I have come across an article by a scholar, comparing some aspects of Buddhism with Western philosophy:
One of the points he make is on anger, which should be avoided, according to both Seneca and the Buddha. Then the author writes:
Owen…asked the Dalai Lama a question…: if I had a chance to go back in time and kill Hitler before he starts WWII and the Holocaust, should I not do it? Would it not be okay for me to be angry at the thought of what Hitler did/was going to do, and indeed use such anger as a motivator to kill him? …The response of the Dalai Lama could have just as well come out of Seneca: “[he] explained that one should kill Hitler (actually with some martial fanfare, in the way — to mix cultural practices — a samurai warrior might). It is stopping a bad, a very bad, karmic causal chain. So, ‘yes, kill him. But don’t be angry.’”
In fact there’s a well known argument that WWII with all its destruction was allowed to happen because people did not stand up firmly to Hitler earlier.
Is there anything in EBT that would support killing say a tyrant who can cause so much damage to society, provided it’s done without anger?

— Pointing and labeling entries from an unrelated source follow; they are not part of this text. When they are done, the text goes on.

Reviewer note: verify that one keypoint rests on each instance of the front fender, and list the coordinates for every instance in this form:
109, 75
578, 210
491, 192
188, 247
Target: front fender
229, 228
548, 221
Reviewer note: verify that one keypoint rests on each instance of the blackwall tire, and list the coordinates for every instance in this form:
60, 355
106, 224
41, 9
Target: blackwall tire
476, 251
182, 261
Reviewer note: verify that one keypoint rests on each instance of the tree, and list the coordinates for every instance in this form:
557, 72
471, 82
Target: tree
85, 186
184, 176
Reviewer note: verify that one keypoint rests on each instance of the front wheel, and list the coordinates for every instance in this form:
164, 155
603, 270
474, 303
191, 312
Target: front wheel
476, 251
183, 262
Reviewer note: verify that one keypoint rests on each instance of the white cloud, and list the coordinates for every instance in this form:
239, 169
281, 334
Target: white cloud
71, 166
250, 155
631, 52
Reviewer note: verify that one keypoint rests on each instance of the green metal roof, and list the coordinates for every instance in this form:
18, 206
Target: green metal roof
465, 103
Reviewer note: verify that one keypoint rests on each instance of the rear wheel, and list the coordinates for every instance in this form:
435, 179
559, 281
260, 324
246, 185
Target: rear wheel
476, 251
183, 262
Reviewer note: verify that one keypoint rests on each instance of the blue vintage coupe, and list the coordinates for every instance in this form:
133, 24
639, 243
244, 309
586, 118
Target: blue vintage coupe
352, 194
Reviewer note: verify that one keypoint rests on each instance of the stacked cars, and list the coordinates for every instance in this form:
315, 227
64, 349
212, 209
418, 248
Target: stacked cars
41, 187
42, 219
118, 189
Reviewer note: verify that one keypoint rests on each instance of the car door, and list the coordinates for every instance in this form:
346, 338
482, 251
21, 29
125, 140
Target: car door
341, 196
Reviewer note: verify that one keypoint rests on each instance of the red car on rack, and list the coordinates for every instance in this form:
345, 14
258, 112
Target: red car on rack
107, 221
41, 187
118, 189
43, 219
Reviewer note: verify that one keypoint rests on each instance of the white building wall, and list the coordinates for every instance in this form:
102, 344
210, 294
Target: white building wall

There was a recent Dhamma talk in which Ajahn Brahm talked about Buddhists in the army, implying - if I understood it correctly(?) - that the two things are not necessarily contradictory. So again the question is: can you be a Buddhist and carry out violent acts if that is to stop, for example, a very bad and deranged person who is in a position of great power, provided this is not coming from anger or other negative emotions, but from a concern for say democracy?